Regent Peter Bell balances his duty to the University with his obligations as Met Council chairman.

Molly Moker

Centered in the middle of Regent Peter Bell’s Metropolitan Council office is a card table decorated with paper cutouts.

During the bus strike, transit riders dependent on public transportation presented the table to Bell. It shows him riding a bus with Gov. Tim Pawlenty and other Minnesota residents.

“It’s the negotiation table,” Bell said. “I’ve kept it as an inspiration to get the buses going.”

As chairman of Met Council, Bell was responsible for negotiating with Amalgamated Transit Union Local 1005. The 45-day strike ended Friday evening and buses were expected to begin running at 1 a.m. today.

Bell balances his Met Council responsibilities with his position on the Board of Regents, in which he helps govern the University.

Bell said serving as a regent and the Met Council chairman allows him to take what he learns in each position and use it for the other. Bell said there has never been a conflict between his two roles.

Met Council duties

The Met Council is responsible for operating Metro Transit, wastewater treatment plants, future development plans, population forecasting and park and trails planning in the Twin Cities.

Bell has served as chairman of the council since former Gov. Jesse Ventura appointed him in December 2002.

He said the bus strike has been the most difficult thing he has dealt with in his position.

“I’m doing fairly well,” Bell said Friday afternoon. “The issues are complex and everything’s really intense. It all takes a toll.”

Bell said he tried to keep the strike professional and focused on the issues. He also said it was important to work with strikers and understand where they were coming from.

“I want to get to know them as people, to hear their views and get their perspective,” Bell said. “I think the strikers on balance have conducted themselves really well.”

Bell said he tried to go down and talk to strikers often, sometimes bringing them coffee, popcorn and nachos.

Mary Hill Smith, a Met Council member and chairwoman of the transportation committee, said she is impressed with the way Bell conducted himself during the strike.

Hill said she will never forget a time when she was driving to the Capitol for a meeting and passed Bell on the street talking to strikers.

“At first I was afraid they were harassing him,” Hill said.

When she went to see if Bell needed help, Hill said she was shocked when Bell said, “I want to introduce you to my friends, I’ve gotten to know them and they’re really nice.”

Although Hill said Bell tried to keep communication open with strikers, not everyone was impressed with his efforts.

Shawn Legg, a Metro Transit driver, said he has never met Bell, but he sees him as sarcastic and smooth-talking.

“If Peter Bell was the only person I could elect to office, I wouldn’t have any faith in our government,” Legg said.

Although Legg said he does not like Bell, he knows Bell is not responsible for the strike.

“He’s just a puppet,” Legg said. “The power all comes from Pawlenty. He can stand behind Bell and pull all the strings.”

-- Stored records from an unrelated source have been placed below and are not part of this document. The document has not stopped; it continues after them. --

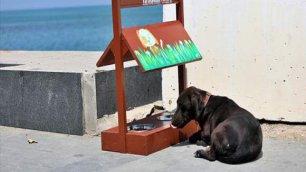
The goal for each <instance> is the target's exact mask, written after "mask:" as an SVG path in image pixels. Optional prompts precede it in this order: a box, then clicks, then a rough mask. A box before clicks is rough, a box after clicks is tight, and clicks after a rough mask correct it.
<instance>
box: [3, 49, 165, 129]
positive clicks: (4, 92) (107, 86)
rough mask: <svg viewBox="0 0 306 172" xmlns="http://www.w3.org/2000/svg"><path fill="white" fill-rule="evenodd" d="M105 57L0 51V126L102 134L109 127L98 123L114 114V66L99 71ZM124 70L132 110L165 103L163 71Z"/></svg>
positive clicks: (133, 69) (76, 53) (84, 53)
mask: <svg viewBox="0 0 306 172" xmlns="http://www.w3.org/2000/svg"><path fill="white" fill-rule="evenodd" d="M101 54H102V53H101V52H58V51H56V52H46V51H44V52H35V51H0V125H5V126H13V127H20V128H28V129H35V130H43V131H50V132H59V133H67V134H77V135H82V134H83V133H88V134H97V133H99V129H100V128H102V127H101V126H106V123H103V120H98V118H100V117H102V116H103V115H105V114H112V113H114V112H115V111H116V102H115V100H116V97H115V72H114V65H109V66H104V67H100V68H96V66H95V64H96V61H97V60H98V58H99V57H100V55H101ZM42 59H43V60H42ZM124 66H125V88H126V101H127V107H128V109H132V108H134V107H137V106H143V105H147V104H151V103H153V102H156V101H159V100H161V99H162V94H161V92H162V84H161V79H162V78H161V71H154V72H148V73H145V74H144V73H140V72H139V71H138V67H137V66H136V62H135V61H130V62H126V63H125V64H124ZM149 108H151V107H149ZM149 108H148V109H149ZM149 110H150V109H149ZM146 112H147V111H146ZM107 117H109V116H107ZM130 117H136V115H134V114H133V115H131V116H130ZM99 122H101V123H99ZM115 122H117V121H115Z"/></svg>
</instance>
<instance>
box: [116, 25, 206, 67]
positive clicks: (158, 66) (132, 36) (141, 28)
mask: <svg viewBox="0 0 306 172" xmlns="http://www.w3.org/2000/svg"><path fill="white" fill-rule="evenodd" d="M122 33H123V37H124V39H125V41H126V43H127V47H128V49H129V51H130V52H131V54H132V55H133V57H134V59H136V61H137V62H138V64H139V66H141V67H142V69H143V70H144V71H150V70H155V69H161V68H166V67H170V66H176V65H179V64H184V63H189V62H193V61H197V60H201V59H202V56H201V54H200V52H199V50H198V48H197V47H196V45H195V44H194V43H193V41H192V40H191V38H190V37H189V35H188V34H187V32H186V30H185V29H184V27H183V25H182V24H181V23H180V22H179V21H172V22H165V23H159V24H153V25H147V26H141V27H132V28H127V29H123V32H122Z"/></svg>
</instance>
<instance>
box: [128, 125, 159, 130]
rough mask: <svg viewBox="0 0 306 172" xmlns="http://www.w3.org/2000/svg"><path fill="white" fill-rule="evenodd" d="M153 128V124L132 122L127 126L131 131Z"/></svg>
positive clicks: (148, 129)
mask: <svg viewBox="0 0 306 172" xmlns="http://www.w3.org/2000/svg"><path fill="white" fill-rule="evenodd" d="M154 128H155V126H154V124H132V125H130V126H129V130H133V131H148V130H152V129H154Z"/></svg>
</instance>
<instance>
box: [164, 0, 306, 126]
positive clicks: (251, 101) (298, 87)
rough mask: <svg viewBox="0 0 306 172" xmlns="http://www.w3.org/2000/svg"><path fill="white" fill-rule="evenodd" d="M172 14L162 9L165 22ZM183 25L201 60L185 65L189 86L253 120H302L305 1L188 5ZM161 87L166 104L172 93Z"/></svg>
mask: <svg viewBox="0 0 306 172" xmlns="http://www.w3.org/2000/svg"><path fill="white" fill-rule="evenodd" d="M174 14H175V12H174V8H173V6H165V7H164V20H165V21H167V20H172V19H173V18H174ZM185 26H186V29H187V31H188V32H189V33H190V36H191V37H192V39H193V40H194V41H195V43H196V44H197V45H198V47H199V48H200V50H201V52H202V55H203V57H204V59H203V60H202V61H201V62H196V63H192V64H188V65H187V70H188V84H189V85H194V86H197V87H200V88H202V89H205V90H208V91H210V92H211V93H213V94H218V95H226V96H228V97H230V98H232V99H234V100H235V101H236V102H237V103H238V104H240V105H241V106H243V107H244V108H246V109H248V110H250V111H251V112H253V113H254V114H255V115H256V117H257V118H265V119H270V120H284V121H304V122H305V121H306V69H305V67H306V44H305V43H306V32H305V31H306V1H305V0H235V1H231V0H186V1H185ZM171 70H172V73H171V72H169V71H167V72H164V73H163V75H166V77H168V78H171V77H169V75H171V74H172V75H173V74H174V73H173V72H175V69H171ZM165 73H166V74H165ZM169 73H170V74H169ZM163 79H164V80H166V79H165V78H163ZM172 83H175V81H173V82H172ZM163 86H164V88H163V89H164V90H163V92H164V93H165V92H167V94H164V101H165V103H166V104H167V103H168V100H169V99H171V97H175V91H174V92H172V93H169V92H171V89H169V88H168V86H169V85H167V84H165V83H163ZM165 89H166V90H167V89H168V91H165ZM169 96H170V97H169Z"/></svg>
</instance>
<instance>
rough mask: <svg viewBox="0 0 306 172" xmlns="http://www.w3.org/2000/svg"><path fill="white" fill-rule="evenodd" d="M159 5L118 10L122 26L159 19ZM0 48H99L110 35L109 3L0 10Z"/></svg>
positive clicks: (108, 40) (111, 17)
mask: <svg viewBox="0 0 306 172" xmlns="http://www.w3.org/2000/svg"><path fill="white" fill-rule="evenodd" d="M162 18H163V14H162V6H151V7H142V8H128V9H123V10H122V26H123V27H131V26H138V25H146V24H150V23H156V22H162ZM0 21H1V22H0V34H1V38H0V50H27V51H103V50H104V49H105V48H106V46H107V45H108V43H109V42H110V41H111V39H112V37H113V28H112V14H111V6H110V5H99V6H83V7H64V8H49V9H29V10H7V11H0Z"/></svg>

Bell said he is disappointed with the personal attacks that have been made on him.

“I’m keeping it professional,” Bell said. “I’ve attempted to keep it based on the issues and the facts.”

Members of Met Council said Bell has tried not to let the personal attacks and the nature of the strike bother him.

“I think the strike did affect him emotionally,” council member Tony Pistilli said. “He

hasn’t let it affect him personally, although he is very compassionate.”

Pistilli said the criticism and demands of the job have not changed Bell’s personality.

“He hasn’t shown any signs of it, other than being a little tired,” Pistilli said. “He has a keen wit and an even demeanor.”

Governing the U

Ventura appointed Bell to the Board of Regents in 2002. Bell will serve on the board

until 2007.

“I enjoy (being a regent) very much,” Bell said. “It’s very rewarding.”

David Metzen, chairman of the Board of Regents, said having Bell on the board has benefited the University.

“He’s a great guy, very bright,” Metzen said. “He always has a lot of probing questions and that makes him an outstanding board member.”

Metzen said the bus strike has not affected Bell’s ability to serve as a regent.

“Serving on both the Board of Regents and Met Council is a lot of work,” Metzen said. “But he is used to a lot of hard work. He’s definitely carrying his weight on the Board of Regents.”

Regent Lakeesha Ransom said Bell has had no problem balancing both of his roles.

“Peter is a very thoughtful individual both in his personal demeanor and the way he processes conflict issues,” Ransom said. “He’s a very capable man.”

Although Bell said he knew a third of the people at the University relied on Metro Transit for transportation, he said he was glad negotiations were not hastily arranged.

“We need to do what is best for transit,” Bell said. “The University wouldn’t want me to make a short-term deal or some tentative agreement.”

Because the negotiations have been so thought out, Bell said, he thinks transit for people at the University and the city will be greatly improved.

University President Bob Bruininks said he is confident Bell’s negotiations in the bus strike were well thought out.

“He’s always thinking about the most beneficial, long-term solution,” Bruininks said. “He’s a long-standing leader in public policy.”